Freilich on Prophetic Examples

Post by Janet Freilich

Patent law – like many areas of private law – is riddled with unusual, obscure, and sometimes incomprehensible rules. In a forthcoming paper, I draw attention to a particularly puzzling doctrine of patent law: patents can include fictional experiments and made-up data. Take, for instance, the following experiment published in a recently granted patent:

“A 67-year old male has pancreatic cancer…He is provided with A. paucinervis pomel extract [the patented invention] for three years. The patient is examined later and…[h]is tumor is reduced in mass…”

What appears at first glance to be a groundbreaking finding is, unfortunately, merely a fictional experiment with a made-up result.

Though normally the phrase ‘made-up data’ would trigger accusations of fraud, in the context of patents, making up data is not fraud.
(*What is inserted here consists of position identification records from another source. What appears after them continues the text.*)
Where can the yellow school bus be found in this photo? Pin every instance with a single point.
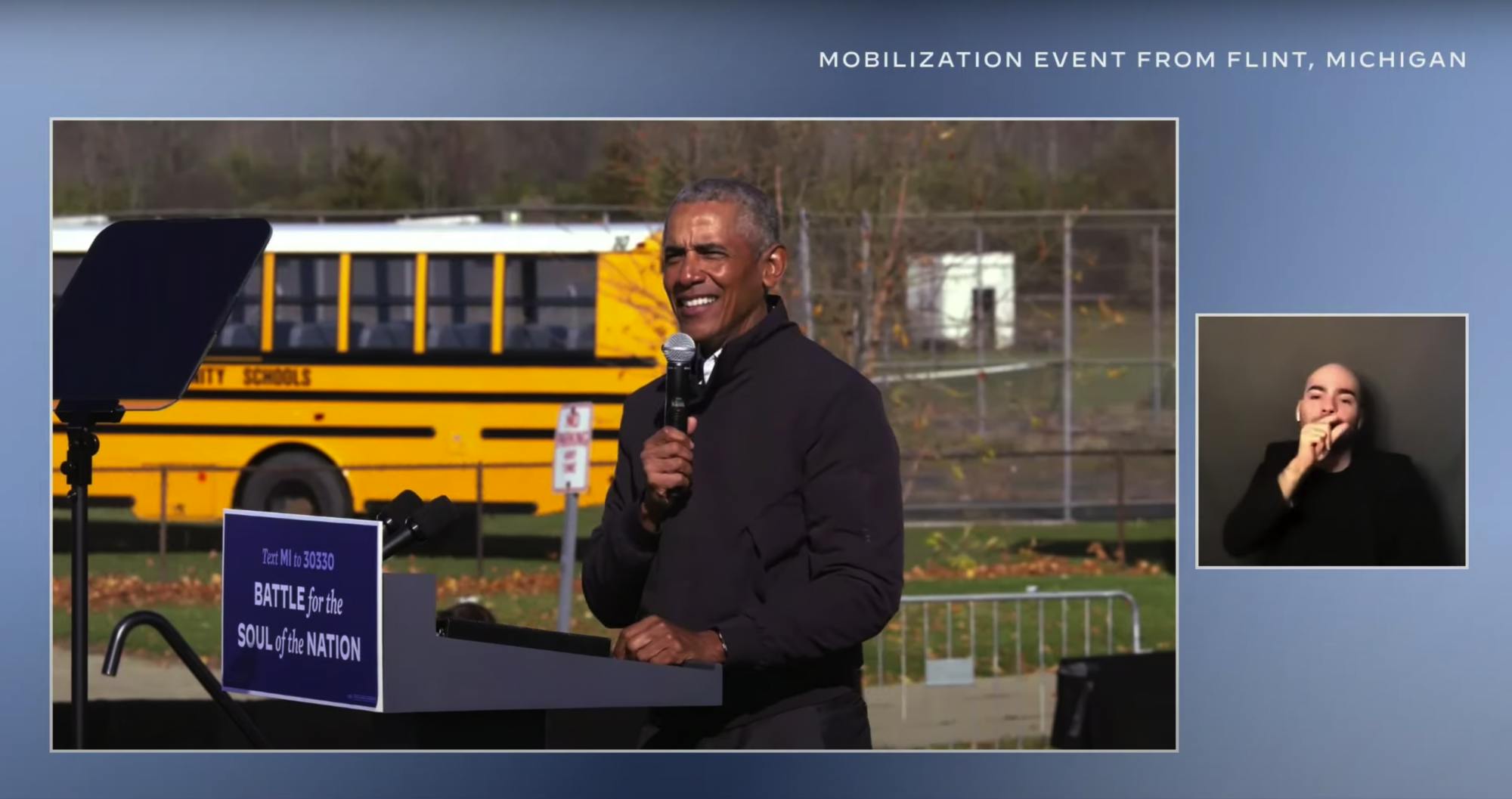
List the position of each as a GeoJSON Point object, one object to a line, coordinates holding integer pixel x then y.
{"type": "Point", "coordinates": [362, 359]}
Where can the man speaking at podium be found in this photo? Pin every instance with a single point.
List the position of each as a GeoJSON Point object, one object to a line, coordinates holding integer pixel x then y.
{"type": "Point", "coordinates": [778, 550]}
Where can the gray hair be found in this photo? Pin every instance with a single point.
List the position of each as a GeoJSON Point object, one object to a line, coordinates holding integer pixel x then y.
{"type": "Point", "coordinates": [758, 220]}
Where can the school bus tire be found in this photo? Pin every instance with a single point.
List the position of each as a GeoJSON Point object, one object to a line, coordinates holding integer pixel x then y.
{"type": "Point", "coordinates": [297, 482]}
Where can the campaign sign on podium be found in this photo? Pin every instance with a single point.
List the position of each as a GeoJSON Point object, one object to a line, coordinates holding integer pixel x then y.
{"type": "Point", "coordinates": [300, 609]}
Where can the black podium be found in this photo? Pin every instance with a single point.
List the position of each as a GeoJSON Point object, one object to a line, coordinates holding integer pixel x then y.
{"type": "Point", "coordinates": [439, 693]}
{"type": "Point", "coordinates": [129, 333]}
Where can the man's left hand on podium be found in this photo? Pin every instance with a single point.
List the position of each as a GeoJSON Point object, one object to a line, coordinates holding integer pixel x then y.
{"type": "Point", "coordinates": [658, 640]}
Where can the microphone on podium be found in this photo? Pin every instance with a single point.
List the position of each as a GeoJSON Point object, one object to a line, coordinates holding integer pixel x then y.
{"type": "Point", "coordinates": [414, 522]}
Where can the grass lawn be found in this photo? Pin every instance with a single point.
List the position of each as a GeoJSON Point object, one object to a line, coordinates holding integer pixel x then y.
{"type": "Point", "coordinates": [1156, 595]}
{"type": "Point", "coordinates": [1061, 539]}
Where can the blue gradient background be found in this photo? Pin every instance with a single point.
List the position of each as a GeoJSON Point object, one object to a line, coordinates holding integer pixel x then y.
{"type": "Point", "coordinates": [1351, 191]}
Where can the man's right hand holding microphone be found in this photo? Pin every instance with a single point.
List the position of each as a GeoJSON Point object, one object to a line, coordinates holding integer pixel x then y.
{"type": "Point", "coordinates": [668, 459]}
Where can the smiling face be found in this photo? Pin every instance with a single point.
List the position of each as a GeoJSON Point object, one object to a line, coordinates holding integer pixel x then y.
{"type": "Point", "coordinates": [1331, 389]}
{"type": "Point", "coordinates": [714, 276]}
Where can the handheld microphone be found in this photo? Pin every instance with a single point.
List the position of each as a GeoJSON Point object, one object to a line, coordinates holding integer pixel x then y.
{"type": "Point", "coordinates": [423, 525]}
{"type": "Point", "coordinates": [681, 383]}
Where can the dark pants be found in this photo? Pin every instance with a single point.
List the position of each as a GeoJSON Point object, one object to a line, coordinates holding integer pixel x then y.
{"type": "Point", "coordinates": [835, 723]}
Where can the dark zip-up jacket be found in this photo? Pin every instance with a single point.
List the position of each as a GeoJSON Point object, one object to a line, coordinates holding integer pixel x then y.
{"type": "Point", "coordinates": [792, 537]}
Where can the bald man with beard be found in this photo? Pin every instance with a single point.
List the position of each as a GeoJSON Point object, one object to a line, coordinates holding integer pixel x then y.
{"type": "Point", "coordinates": [1327, 500]}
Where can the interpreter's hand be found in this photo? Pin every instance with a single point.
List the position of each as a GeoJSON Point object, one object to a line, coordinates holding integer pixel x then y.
{"type": "Point", "coordinates": [1318, 441]}
{"type": "Point", "coordinates": [668, 459]}
{"type": "Point", "coordinates": [658, 640]}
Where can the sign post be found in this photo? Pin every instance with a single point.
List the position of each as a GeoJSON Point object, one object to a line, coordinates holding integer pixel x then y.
{"type": "Point", "coordinates": [571, 477]}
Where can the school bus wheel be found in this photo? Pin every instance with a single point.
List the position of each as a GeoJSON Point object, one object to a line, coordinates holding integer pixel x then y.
{"type": "Point", "coordinates": [297, 482]}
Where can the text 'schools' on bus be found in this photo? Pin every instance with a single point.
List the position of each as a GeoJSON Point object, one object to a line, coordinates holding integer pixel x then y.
{"type": "Point", "coordinates": [362, 359]}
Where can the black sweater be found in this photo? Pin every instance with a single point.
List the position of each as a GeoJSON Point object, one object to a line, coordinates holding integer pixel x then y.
{"type": "Point", "coordinates": [792, 539]}
{"type": "Point", "coordinates": [1378, 512]}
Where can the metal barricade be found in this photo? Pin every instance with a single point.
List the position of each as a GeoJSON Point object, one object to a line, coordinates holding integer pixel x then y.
{"type": "Point", "coordinates": [949, 657]}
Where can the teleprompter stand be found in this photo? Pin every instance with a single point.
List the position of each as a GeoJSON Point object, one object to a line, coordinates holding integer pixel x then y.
{"type": "Point", "coordinates": [129, 333]}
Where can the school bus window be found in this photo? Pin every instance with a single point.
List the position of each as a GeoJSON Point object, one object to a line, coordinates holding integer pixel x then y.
{"type": "Point", "coordinates": [305, 309]}
{"type": "Point", "coordinates": [64, 268]}
{"type": "Point", "coordinates": [383, 303]}
{"type": "Point", "coordinates": [550, 303]}
{"type": "Point", "coordinates": [243, 329]}
{"type": "Point", "coordinates": [460, 303]}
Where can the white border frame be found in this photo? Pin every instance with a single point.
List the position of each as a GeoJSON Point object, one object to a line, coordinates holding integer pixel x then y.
{"type": "Point", "coordinates": [1179, 326]}
{"type": "Point", "coordinates": [1197, 424]}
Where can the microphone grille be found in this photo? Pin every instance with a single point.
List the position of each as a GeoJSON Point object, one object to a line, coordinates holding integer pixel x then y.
{"type": "Point", "coordinates": [680, 348]}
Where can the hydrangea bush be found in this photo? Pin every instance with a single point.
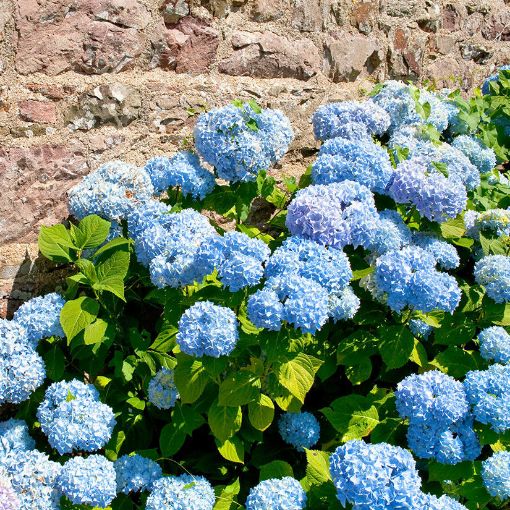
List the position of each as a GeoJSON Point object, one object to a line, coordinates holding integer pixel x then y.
{"type": "Point", "coordinates": [351, 350]}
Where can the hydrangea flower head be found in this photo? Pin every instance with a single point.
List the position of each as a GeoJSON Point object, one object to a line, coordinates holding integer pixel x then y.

Both the PTO and the Federal Circuit have found such made-up data to be permissible in patents and, for purposes of proving patent validity, fictional data in treated as largely equivalent to factual data.
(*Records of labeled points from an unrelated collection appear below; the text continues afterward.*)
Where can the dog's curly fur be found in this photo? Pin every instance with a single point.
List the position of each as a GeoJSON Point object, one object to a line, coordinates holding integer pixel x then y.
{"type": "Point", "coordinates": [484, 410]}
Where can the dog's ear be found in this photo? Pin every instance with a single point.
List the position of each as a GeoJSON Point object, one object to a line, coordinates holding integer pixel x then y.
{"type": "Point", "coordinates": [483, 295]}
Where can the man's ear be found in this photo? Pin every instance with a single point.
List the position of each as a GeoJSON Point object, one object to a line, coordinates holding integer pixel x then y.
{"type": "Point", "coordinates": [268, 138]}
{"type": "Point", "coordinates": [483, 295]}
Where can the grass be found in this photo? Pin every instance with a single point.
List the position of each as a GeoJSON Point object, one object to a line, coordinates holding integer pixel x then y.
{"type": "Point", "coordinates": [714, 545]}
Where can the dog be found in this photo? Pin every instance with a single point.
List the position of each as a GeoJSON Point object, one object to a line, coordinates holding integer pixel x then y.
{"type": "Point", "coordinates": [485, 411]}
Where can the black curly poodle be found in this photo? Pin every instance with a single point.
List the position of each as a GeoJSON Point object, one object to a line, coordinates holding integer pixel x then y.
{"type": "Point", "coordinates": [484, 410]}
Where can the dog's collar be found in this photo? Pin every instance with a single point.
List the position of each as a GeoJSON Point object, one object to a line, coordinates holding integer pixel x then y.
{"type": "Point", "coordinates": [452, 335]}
These fictional experiments are called “prophetic examples” in the sense that the patentee is prophesizing what might have happened had the experiment actually been conducted. Somewhat surprisingly, they have flown entirely under the radar – there is no in-depth scholarship on the phenomenon.

I found the concept intriguingly strange and wanted to know more. In an empirical study of prophetic examples in 2 million chemistry and biology patents and applications, I found that 17% of experiments in patents are prophetic, and almost one quarter of patents contain at least one prophetic experiment. I further characterize who uses prophetic examples and provide some evidence as to when and why such examples are used. Perhaps most shocking is how prophetic examples are interpreted by scientists. Though some scholars have suggested that scientists ignore patents, a recent survey has found that scientists do read patents – but they clearly do not understand prophetic examples. I find that 99% of citations in the scientific literature to prophetic examples cite the example as if it were real. 

Prophetic examples are clearly causing confusion and should no longer fly under the radar. I hope my study is a first step towards learning more.